2. Erfüllungs- und Zahlungsort ist der Sitz der „Sturmhaube“. Ausschließlicher Gerichtsstand ist – soweit zulässig – der Sitz der „Sturmhaube“. Dies gilt insbesondere, wenn der Vertragspartner keinen allgemeinen Gerichtsstand im Inland hat. Es gilt ausschließlich deutsches Recht. Die Anwendung des UN-Kaufrechts und des Kollisionsrechts ist ausgeschlossen. „Sturmhaube“ nimmt nicht an Streitbeilegungsverfahren vor Verbraucherschlichtungsstellen teil.

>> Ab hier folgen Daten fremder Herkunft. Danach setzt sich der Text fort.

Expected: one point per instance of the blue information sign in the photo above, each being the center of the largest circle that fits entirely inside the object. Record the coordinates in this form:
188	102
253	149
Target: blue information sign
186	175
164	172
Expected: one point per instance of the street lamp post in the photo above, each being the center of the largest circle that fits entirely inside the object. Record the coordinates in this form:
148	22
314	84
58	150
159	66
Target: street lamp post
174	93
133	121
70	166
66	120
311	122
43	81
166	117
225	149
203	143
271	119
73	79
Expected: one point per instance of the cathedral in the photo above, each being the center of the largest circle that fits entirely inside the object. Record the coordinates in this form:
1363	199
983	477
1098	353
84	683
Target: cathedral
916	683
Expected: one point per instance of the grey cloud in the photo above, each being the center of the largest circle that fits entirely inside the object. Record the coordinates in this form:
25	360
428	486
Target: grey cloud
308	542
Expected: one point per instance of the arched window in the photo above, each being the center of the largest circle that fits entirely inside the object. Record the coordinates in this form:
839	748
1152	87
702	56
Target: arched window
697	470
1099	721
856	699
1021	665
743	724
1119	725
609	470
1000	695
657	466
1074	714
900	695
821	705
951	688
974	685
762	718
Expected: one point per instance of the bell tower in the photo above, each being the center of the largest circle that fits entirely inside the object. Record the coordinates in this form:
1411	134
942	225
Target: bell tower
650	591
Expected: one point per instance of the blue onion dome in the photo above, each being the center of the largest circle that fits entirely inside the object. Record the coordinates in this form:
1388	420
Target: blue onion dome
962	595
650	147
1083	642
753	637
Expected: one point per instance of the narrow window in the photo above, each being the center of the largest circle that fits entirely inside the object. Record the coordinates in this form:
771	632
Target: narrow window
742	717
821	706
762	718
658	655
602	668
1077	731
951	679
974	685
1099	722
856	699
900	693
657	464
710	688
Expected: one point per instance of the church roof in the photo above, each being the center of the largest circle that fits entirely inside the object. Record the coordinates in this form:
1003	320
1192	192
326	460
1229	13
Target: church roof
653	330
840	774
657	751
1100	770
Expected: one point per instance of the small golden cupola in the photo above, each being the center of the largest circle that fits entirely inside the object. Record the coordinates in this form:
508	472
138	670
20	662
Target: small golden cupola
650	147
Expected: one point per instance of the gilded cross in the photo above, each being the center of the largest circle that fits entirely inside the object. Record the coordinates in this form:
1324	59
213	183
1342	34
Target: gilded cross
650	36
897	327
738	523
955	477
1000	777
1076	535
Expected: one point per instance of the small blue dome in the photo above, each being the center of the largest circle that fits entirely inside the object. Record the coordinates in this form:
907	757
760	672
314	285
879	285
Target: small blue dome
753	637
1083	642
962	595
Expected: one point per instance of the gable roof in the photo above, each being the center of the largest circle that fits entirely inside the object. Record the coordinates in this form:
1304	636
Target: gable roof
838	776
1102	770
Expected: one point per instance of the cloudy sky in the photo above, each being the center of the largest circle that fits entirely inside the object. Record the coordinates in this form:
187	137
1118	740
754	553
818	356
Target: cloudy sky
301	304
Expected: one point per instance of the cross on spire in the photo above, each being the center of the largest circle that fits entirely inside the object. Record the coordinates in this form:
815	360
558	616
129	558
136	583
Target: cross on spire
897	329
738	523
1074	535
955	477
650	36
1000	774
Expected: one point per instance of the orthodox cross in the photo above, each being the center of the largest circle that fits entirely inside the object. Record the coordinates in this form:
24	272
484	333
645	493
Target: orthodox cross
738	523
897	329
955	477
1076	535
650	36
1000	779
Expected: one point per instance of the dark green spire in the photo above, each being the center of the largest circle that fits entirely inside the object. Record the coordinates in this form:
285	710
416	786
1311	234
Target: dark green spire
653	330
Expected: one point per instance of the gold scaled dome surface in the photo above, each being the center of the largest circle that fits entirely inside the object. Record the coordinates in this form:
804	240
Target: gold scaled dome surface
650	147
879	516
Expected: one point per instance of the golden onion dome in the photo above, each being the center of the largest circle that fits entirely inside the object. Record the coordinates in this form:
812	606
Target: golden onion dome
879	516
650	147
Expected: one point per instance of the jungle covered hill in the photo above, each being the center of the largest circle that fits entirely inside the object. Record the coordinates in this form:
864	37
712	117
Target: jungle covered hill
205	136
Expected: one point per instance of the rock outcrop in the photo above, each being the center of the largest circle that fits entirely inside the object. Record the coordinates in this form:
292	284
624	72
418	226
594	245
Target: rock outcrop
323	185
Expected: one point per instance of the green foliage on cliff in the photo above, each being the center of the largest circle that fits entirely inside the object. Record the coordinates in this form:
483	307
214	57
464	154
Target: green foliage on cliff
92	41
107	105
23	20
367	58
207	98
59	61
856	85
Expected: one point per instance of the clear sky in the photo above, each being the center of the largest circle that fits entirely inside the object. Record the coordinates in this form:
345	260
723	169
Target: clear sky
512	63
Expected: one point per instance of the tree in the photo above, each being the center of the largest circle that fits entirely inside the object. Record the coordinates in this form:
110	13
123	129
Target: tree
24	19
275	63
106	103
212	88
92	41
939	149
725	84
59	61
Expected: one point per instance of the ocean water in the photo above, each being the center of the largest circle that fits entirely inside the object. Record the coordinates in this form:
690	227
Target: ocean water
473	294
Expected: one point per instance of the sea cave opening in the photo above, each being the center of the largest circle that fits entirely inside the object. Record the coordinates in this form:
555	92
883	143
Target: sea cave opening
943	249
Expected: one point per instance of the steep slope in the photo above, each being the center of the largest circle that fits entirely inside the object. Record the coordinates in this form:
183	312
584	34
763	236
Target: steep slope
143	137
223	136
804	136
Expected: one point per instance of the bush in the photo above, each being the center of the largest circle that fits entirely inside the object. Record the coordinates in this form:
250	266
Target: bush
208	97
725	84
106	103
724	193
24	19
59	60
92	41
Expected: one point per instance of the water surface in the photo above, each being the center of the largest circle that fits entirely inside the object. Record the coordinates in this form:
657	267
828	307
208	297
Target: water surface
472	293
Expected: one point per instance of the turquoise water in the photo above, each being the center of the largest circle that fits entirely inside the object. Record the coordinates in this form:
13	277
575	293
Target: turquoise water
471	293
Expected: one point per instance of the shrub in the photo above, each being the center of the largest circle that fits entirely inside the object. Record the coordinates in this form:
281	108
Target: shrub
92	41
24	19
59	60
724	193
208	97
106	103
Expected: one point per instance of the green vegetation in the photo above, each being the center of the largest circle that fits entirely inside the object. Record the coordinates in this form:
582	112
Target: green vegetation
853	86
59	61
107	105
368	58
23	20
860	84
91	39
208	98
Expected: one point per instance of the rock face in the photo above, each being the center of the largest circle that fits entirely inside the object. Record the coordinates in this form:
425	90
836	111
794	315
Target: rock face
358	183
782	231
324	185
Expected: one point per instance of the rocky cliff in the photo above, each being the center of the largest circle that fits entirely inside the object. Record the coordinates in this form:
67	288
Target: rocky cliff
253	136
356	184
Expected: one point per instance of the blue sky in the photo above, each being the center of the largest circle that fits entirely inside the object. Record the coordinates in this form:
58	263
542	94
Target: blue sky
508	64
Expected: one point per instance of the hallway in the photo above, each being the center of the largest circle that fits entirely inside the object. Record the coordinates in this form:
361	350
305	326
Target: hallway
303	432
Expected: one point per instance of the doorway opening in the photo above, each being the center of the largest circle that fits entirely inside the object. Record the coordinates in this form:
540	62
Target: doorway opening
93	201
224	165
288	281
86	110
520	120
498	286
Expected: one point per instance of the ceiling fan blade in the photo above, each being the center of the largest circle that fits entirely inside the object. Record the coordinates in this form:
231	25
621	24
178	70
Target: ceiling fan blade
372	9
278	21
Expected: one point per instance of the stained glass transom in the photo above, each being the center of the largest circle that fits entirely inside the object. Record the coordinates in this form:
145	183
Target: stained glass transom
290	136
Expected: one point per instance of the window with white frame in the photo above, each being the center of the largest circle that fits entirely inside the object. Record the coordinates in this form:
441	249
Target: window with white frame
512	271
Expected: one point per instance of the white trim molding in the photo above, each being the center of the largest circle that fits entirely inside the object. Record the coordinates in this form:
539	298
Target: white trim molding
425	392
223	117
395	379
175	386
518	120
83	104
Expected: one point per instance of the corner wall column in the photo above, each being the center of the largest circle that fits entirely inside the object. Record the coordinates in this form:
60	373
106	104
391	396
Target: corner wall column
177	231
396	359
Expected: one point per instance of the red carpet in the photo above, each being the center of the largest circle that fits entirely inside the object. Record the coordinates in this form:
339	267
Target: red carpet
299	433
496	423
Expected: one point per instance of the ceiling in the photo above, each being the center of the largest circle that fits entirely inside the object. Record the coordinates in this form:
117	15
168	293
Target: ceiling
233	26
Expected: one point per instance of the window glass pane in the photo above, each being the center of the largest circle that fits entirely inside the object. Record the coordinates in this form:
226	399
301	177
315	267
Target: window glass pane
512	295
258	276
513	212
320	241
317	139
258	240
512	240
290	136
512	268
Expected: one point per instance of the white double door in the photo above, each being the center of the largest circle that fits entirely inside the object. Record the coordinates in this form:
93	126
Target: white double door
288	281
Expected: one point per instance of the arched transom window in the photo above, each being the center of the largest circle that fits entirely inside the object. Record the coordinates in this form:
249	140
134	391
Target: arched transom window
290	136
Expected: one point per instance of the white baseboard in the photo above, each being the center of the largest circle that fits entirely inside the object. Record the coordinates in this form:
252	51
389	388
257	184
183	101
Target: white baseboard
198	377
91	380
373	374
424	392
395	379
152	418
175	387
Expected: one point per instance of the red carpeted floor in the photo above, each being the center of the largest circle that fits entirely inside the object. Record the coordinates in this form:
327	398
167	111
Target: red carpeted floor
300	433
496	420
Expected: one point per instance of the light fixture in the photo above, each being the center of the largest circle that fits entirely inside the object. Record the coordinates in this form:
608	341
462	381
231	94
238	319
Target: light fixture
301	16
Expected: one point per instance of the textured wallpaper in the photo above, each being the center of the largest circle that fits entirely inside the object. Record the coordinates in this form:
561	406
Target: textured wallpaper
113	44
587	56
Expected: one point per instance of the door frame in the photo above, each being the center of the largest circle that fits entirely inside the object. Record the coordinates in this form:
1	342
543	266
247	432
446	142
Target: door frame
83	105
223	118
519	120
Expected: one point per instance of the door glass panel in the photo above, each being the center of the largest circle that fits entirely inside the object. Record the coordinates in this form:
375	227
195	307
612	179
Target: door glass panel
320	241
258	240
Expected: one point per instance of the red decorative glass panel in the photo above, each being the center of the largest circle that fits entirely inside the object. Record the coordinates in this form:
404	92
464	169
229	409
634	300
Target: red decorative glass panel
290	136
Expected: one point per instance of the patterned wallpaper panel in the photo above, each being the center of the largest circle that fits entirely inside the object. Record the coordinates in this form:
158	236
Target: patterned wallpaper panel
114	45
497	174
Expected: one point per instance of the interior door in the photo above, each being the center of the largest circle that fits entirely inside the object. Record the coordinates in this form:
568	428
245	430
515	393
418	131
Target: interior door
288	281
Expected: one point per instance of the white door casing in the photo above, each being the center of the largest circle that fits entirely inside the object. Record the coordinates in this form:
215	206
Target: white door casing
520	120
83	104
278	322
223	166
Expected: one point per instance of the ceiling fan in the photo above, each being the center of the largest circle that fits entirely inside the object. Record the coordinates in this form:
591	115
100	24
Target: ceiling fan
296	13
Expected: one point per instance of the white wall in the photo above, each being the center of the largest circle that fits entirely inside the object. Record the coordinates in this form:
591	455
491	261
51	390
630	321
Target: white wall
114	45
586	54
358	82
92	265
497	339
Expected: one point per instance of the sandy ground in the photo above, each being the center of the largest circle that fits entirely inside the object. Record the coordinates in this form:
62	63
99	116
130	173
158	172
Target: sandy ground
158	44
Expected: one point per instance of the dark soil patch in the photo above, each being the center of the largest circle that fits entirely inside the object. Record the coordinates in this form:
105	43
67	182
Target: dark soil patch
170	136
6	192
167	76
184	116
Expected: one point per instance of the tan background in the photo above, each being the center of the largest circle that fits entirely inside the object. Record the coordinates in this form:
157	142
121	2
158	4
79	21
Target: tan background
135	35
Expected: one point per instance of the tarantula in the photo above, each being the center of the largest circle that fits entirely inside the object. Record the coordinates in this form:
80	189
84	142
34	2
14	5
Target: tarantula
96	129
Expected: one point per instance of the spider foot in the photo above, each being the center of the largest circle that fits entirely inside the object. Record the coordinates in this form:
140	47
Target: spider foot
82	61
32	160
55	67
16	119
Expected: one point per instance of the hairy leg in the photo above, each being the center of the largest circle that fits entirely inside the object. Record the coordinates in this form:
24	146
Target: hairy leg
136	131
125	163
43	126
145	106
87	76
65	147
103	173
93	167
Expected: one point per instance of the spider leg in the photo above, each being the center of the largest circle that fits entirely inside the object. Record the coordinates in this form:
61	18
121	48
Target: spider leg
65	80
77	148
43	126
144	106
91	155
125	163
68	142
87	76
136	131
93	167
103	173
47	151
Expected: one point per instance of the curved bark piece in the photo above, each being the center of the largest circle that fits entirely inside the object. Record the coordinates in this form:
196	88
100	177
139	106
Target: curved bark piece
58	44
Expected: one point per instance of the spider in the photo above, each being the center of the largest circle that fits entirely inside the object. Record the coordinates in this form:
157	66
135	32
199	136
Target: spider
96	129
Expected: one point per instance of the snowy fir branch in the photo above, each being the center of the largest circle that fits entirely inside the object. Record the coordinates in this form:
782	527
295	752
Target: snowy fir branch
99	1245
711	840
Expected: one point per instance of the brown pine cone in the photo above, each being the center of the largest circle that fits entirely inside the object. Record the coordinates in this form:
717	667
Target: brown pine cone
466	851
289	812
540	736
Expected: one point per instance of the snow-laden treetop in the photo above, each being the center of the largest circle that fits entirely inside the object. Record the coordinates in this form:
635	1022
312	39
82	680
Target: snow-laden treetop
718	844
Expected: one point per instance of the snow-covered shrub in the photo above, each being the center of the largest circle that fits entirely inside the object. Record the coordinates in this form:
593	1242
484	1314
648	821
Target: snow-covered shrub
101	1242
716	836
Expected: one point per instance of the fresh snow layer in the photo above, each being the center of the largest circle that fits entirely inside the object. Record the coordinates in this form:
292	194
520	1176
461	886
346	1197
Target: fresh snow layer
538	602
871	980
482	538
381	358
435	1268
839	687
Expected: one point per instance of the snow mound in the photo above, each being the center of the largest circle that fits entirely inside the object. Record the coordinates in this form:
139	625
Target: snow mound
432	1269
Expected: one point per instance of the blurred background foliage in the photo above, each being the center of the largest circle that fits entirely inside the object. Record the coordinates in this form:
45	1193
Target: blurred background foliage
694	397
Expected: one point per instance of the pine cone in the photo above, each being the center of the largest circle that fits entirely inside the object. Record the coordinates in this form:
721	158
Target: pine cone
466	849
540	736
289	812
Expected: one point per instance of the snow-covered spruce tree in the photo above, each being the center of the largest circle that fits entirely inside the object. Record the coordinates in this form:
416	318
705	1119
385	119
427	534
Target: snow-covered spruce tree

3. Sollten einzelne Bestimmungen dieser Allgemeinen Geschäftsbedingungen ganz oder teilweise unwirksam oder nichtig sein oder infolge Änderung der Gesetzeslage oder durch höchstrichterliche Rechtsprechung oder auf andere Weise ganz oder teilweise unwirksam oder nichtig werden, so bleiben die übrigen Bestimmungen davon unberührt und gültig. Für diesen Fall soll unter Berücksichtigung des Grundsatzes von Treu und Glauben an Stelle der unwirksamen Bestimmung eine wirksame Bestimmung als vereinbart gelten, welche dem Sinn und Zweck der unwirksamen Bestimmung möglichst nahekommt. Entsprechendes gilt, falls diese Allgemeinen Geschäftsbedingungen eine Lücke enthalten sollten.